REPUBLIKA.CO.ID, JAKARTA -- Mantan Ketua Mahkamah Konstitusi (MK) Mahfud MD mengatakan, harusnya MK tidak lagi mengurusi sengketa pemilukada. Mengadili sengketa pemilukada, menurutnya merupakan hal yang membosankan dan membuat hakim konstitusi tidak kreatif.
"Pada intinya memang MK memang tak seharusnya urusi pemilukada.

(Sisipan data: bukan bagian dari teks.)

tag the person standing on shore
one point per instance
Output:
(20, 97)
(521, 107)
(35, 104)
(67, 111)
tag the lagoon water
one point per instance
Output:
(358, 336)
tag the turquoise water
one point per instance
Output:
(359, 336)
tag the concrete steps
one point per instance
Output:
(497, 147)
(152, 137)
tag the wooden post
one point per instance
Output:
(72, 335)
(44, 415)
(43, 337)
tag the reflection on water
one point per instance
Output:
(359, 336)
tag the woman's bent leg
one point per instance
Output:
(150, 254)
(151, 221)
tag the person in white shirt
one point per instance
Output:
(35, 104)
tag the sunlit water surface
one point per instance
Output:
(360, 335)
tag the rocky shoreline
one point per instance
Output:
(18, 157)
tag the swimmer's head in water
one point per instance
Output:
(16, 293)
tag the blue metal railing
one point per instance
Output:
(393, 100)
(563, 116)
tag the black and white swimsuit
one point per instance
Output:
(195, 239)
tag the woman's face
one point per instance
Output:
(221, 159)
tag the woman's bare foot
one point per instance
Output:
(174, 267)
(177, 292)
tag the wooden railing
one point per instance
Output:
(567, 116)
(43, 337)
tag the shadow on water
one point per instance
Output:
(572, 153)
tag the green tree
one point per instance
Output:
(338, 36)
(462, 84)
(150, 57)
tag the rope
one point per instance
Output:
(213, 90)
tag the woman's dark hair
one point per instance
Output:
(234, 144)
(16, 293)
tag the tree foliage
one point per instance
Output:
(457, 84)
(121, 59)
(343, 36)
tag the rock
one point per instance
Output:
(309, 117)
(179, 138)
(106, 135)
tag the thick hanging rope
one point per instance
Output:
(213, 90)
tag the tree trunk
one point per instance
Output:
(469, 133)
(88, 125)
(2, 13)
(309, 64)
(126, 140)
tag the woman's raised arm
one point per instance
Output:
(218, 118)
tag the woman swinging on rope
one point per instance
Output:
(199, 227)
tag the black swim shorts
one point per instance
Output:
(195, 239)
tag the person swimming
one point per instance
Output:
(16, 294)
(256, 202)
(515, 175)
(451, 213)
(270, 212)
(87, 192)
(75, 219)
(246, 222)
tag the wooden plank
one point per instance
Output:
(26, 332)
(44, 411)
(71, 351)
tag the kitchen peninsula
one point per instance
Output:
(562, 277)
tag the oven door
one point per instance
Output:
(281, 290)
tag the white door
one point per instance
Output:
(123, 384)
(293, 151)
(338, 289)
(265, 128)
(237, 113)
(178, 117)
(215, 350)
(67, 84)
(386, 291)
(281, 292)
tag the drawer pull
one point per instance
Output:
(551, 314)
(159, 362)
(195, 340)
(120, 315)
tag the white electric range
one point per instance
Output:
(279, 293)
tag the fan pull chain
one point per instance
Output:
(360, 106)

Itu bagi hakim membosankan dan tidak buat kreatif," kata Mahfud, usai menjadi pembicara utama dalam diskusi kepemiluan di Universitas Pelita Harapan, Tangerang, Senin (7/10).
Namun, aturan Undang-Undang yang membuka kemungkinan penyelesaian sengketa di MK membuat masyarakat terlalu mengandalkan mahkamah. Bagi peserta pemilukada, keputusan lembaga penyelenggara pemilu seperti Komisi Pemilihan Umum (KPU) tidak terlalu berarti, sebab masih ada keputusan final di MK yang bisa diperjuangkan.
Akibatnya, celah untuk memanfaatkan ruang tersebut terbuka lebar. Salah satunya dengan mengandalkan suap kepada hakim konstitusi. Buktinya, Ketua MK Akil Mochtar diciduk Komisi Pemberantasan Korupsi (KPK) atas dugaan suap dalam perkara penyelesaian sengketa pemilukada.
"Orang sudah tahu kalah tapi masih berperkara juga. Dari 460 sengketa pemilukada yang ditangani, 368 sudah diputus dan hanya 11 persen yang memenuhi kriteria pelanggaran pemilukada," ungkapnya.